On notait en plus d’une foule innombrable de militants, de personnalités politiques et de la société civile comme : Kane Hamidou Baba Président de MPR ; Ladji Traoré, Secrétaire général de l’APP ; Ba Mamadou Alasane de PLEJ ; Monsieur Hamza, Président sortant de la CUN et le Président d’IRA, Biram Dah Ould Abeid, détenteur du Prix des Nations Unies pour la cause des Droits de l’Homme 2013.

A cet effet  Monsieur Dia Alassane, Président de TPMN a dans son discours d’ouverture salué le travail accomplie par Mandela, qui a sacrifié toute sa vie pour libérer le peuple de l’Afrique du Sud du racisme.

Pour Dr Dia Alassane la situation de l’Afrique du Sud  est comparable à celle de la Mauritanie, qui selon lui vit  un racisme d’une forme institutionnalisée travers le système éducatif, la gestion des terres de la vallée, au cantonnement des quartiers de Nouakchott, l’état de siège dans les quartiers de Sebkha et El-Mina en présence des gardes.

« Si en effet à la différence de l’Afrique du Sud, la Mauritanie n’est pas officiellement bâtie sur un système d’apartheid, les réalités du terrain y ressemblent fort. D’une école bicéphale ayant façonné deux Mauritanie qui se côtoient mais ne se mélangent pas à une armée qui n’a plus de nationale que le nom en passant parla négation de la culture d’une importante composante de la population et une tentative de génocide en bonne et due forme contre cette même population en n’oubliant pas le recensement raciste et discriminatoire, il y a matière à comparaison entre les deux situations. » ajoutera-t-il.

Prenant la Parole, Monsieur Biram  Ould Dah  a affirmé qu’il considère le mouvement de « touche pas à ma nationalité » comme son organisation et sans réserve, exhortant ainsi tous les militants de IRA a adhéré à la cause de TPMN.

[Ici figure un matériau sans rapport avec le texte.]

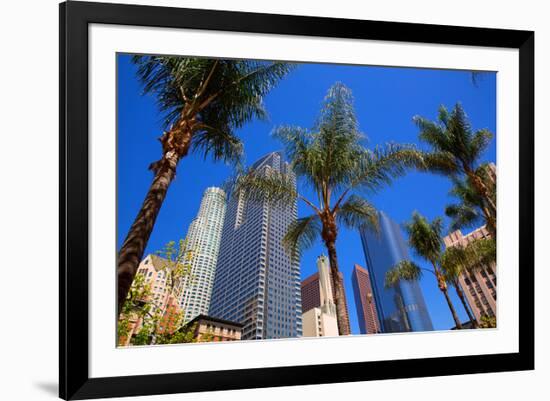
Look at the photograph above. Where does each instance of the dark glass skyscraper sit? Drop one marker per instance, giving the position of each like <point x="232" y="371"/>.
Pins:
<point x="257" y="283"/>
<point x="401" y="308"/>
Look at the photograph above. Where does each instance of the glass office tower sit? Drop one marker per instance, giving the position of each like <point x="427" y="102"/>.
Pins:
<point x="257" y="283"/>
<point x="203" y="240"/>
<point x="401" y="308"/>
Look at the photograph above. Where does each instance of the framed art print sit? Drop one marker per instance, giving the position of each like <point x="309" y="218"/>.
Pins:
<point x="254" y="200"/>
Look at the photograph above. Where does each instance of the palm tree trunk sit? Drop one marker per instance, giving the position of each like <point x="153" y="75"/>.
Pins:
<point x="339" y="294"/>
<point x="442" y="284"/>
<point x="484" y="192"/>
<point x="452" y="308"/>
<point x="460" y="294"/>
<point x="132" y="249"/>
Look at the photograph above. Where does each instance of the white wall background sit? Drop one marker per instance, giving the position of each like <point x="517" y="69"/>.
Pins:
<point x="29" y="196"/>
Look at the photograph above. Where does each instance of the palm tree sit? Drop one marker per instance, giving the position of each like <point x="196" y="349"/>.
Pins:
<point x="469" y="211"/>
<point x="202" y="101"/>
<point x="453" y="264"/>
<point x="426" y="240"/>
<point x="456" y="151"/>
<point x="331" y="161"/>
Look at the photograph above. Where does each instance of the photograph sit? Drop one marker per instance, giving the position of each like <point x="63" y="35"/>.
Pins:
<point x="288" y="200"/>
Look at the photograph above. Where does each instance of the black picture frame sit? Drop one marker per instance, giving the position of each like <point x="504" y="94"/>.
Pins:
<point x="75" y="17"/>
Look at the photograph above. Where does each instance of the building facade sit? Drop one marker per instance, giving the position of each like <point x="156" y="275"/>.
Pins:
<point x="401" y="308"/>
<point x="257" y="282"/>
<point x="321" y="320"/>
<point x="311" y="288"/>
<point x="367" y="314"/>
<point x="208" y="329"/>
<point x="203" y="241"/>
<point x="162" y="298"/>
<point x="480" y="285"/>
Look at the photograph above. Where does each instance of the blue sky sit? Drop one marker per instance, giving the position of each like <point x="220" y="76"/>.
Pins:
<point x="386" y="99"/>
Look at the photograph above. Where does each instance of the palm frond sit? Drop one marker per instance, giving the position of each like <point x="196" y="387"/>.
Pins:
<point x="404" y="270"/>
<point x="481" y="253"/>
<point x="272" y="186"/>
<point x="462" y="216"/>
<point x="380" y="166"/>
<point x="425" y="237"/>
<point x="455" y="148"/>
<point x="302" y="234"/>
<point x="357" y="213"/>
<point x="221" y="95"/>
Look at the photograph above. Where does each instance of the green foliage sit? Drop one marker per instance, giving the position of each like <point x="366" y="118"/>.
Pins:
<point x="175" y="262"/>
<point x="469" y="210"/>
<point x="488" y="322"/>
<point x="356" y="212"/>
<point x="404" y="270"/>
<point x="330" y="159"/>
<point x="302" y="234"/>
<point x="425" y="237"/>
<point x="220" y="95"/>
<point x="207" y="337"/>
<point x="185" y="334"/>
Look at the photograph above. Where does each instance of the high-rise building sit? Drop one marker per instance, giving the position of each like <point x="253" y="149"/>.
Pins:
<point x="311" y="289"/>
<point x="161" y="297"/>
<point x="321" y="320"/>
<point x="203" y="242"/>
<point x="367" y="314"/>
<point x="257" y="282"/>
<point x="400" y="308"/>
<point x="479" y="285"/>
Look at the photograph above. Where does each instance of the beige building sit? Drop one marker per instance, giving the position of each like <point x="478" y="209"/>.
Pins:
<point x="163" y="301"/>
<point x="480" y="286"/>
<point x="321" y="321"/>
<point x="213" y="329"/>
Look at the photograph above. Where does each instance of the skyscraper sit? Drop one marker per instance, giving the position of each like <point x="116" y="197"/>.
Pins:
<point x="311" y="290"/>
<point x="364" y="301"/>
<point x="400" y="308"/>
<point x="257" y="283"/>
<point x="480" y="285"/>
<point x="203" y="240"/>
<point x="320" y="320"/>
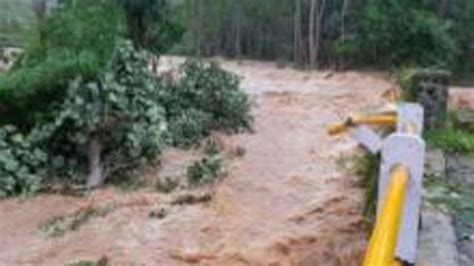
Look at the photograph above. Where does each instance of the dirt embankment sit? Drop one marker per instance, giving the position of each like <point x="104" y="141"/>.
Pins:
<point x="285" y="202"/>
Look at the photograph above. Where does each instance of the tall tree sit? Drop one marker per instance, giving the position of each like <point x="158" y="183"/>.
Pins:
<point x="297" y="33"/>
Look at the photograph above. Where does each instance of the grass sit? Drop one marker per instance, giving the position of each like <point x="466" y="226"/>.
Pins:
<point x="59" y="226"/>
<point x="456" y="199"/>
<point x="451" y="140"/>
<point x="366" y="167"/>
<point x="204" y="171"/>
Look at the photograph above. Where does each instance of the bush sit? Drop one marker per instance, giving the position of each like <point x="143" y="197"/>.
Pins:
<point x="204" y="171"/>
<point x="77" y="40"/>
<point x="214" y="91"/>
<point x="395" y="32"/>
<point x="22" y="164"/>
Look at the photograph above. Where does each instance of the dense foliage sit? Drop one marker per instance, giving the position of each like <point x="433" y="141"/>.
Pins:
<point x="206" y="98"/>
<point x="340" y="33"/>
<point x="397" y="32"/>
<point x="77" y="40"/>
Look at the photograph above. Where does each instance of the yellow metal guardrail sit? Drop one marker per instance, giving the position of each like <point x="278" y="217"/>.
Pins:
<point x="381" y="248"/>
<point x="384" y="119"/>
<point x="383" y="241"/>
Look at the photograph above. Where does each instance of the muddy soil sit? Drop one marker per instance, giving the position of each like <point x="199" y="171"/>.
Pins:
<point x="284" y="202"/>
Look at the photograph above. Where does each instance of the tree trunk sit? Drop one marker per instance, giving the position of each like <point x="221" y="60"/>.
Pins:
<point x="318" y="31"/>
<point x="297" y="33"/>
<point x="198" y="27"/>
<point x="237" y="28"/>
<point x="345" y="6"/>
<point x="96" y="172"/>
<point x="312" y="46"/>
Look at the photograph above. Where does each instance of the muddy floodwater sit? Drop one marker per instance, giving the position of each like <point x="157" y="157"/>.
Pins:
<point x="284" y="202"/>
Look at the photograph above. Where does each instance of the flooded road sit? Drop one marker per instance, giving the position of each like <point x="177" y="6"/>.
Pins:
<point x="284" y="202"/>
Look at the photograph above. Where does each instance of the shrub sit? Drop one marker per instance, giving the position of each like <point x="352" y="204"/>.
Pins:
<point x="207" y="87"/>
<point x="22" y="164"/>
<point x="77" y="40"/>
<point x="204" y="171"/>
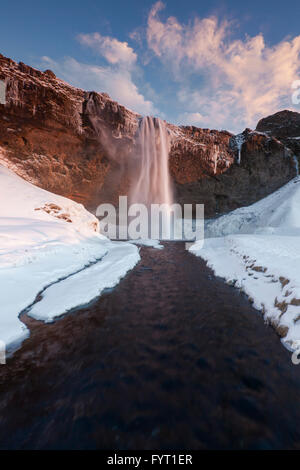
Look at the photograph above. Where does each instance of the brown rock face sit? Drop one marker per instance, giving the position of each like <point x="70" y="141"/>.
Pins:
<point x="78" y="144"/>
<point x="57" y="136"/>
<point x="284" y="125"/>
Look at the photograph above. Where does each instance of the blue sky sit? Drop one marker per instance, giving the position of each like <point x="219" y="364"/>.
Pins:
<point x="219" y="64"/>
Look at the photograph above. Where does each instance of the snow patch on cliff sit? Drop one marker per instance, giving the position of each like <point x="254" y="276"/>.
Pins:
<point x="45" y="238"/>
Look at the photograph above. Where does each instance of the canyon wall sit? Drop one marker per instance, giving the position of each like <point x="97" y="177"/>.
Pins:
<point x="79" y="144"/>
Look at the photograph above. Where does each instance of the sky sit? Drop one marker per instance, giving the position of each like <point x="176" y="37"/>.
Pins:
<point x="216" y="64"/>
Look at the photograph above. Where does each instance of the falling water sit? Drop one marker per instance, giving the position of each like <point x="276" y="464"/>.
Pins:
<point x="152" y="184"/>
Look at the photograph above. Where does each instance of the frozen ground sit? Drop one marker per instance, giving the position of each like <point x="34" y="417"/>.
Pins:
<point x="45" y="238"/>
<point x="257" y="249"/>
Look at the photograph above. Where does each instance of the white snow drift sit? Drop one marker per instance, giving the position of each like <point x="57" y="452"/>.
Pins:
<point x="45" y="238"/>
<point x="258" y="251"/>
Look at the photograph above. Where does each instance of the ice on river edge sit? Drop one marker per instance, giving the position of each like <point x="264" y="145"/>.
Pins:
<point x="257" y="249"/>
<point x="45" y="238"/>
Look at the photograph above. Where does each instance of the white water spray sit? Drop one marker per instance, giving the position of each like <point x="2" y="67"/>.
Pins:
<point x="296" y="163"/>
<point x="152" y="184"/>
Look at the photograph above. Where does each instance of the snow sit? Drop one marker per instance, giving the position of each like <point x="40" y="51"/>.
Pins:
<point x="257" y="249"/>
<point x="45" y="238"/>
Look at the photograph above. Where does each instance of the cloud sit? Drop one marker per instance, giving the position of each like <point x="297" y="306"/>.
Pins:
<point x="114" y="51"/>
<point x="240" y="80"/>
<point x="117" y="83"/>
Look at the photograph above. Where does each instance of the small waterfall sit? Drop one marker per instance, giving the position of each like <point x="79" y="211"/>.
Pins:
<point x="296" y="162"/>
<point x="152" y="184"/>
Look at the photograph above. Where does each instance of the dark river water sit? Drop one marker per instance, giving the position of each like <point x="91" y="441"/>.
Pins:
<point x="172" y="358"/>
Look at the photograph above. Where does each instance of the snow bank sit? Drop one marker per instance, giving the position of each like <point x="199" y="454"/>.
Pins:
<point x="258" y="251"/>
<point x="45" y="238"/>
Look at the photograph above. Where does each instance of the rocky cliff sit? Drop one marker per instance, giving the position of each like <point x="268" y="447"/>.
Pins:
<point x="78" y="144"/>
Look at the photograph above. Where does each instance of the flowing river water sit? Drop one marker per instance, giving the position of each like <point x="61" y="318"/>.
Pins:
<point x="172" y="358"/>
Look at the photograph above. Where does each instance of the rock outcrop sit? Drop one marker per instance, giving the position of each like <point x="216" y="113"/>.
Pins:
<point x="78" y="144"/>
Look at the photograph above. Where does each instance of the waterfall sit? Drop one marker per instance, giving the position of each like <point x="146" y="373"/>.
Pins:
<point x="152" y="184"/>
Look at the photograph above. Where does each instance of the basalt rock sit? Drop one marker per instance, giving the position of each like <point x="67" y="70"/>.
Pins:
<point x="79" y="144"/>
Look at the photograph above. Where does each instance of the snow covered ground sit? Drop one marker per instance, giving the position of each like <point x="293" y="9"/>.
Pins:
<point x="45" y="238"/>
<point x="257" y="249"/>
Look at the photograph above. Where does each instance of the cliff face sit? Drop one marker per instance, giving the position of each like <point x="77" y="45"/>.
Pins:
<point x="58" y="136"/>
<point x="78" y="144"/>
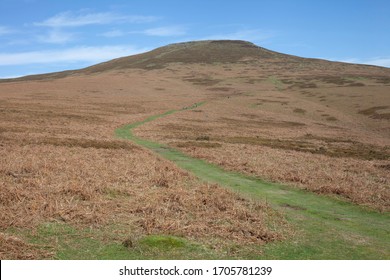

Ould Abeid  s’est insurgé contre Mohamed Ould Abdel Aziz, les partis politiques de la majorité et de l’opposition, qu’il a qualifiée d’hypocrites. « Ils ont commémoré la mort de Mandela alors qu’ils pratiquent eux mêmes l’Apartheid et l’esclavage en Mauritanie. »  affirme-t-il.

Le Président de IRA a ajouté que Mandela a utilisé la lutte armée depuis le début de son combat et qu’il n’a jamais renoncé à cette option même étant en prison. C’est seulement après la signature du protocole de paix, qu’il renonça à la lutte armée.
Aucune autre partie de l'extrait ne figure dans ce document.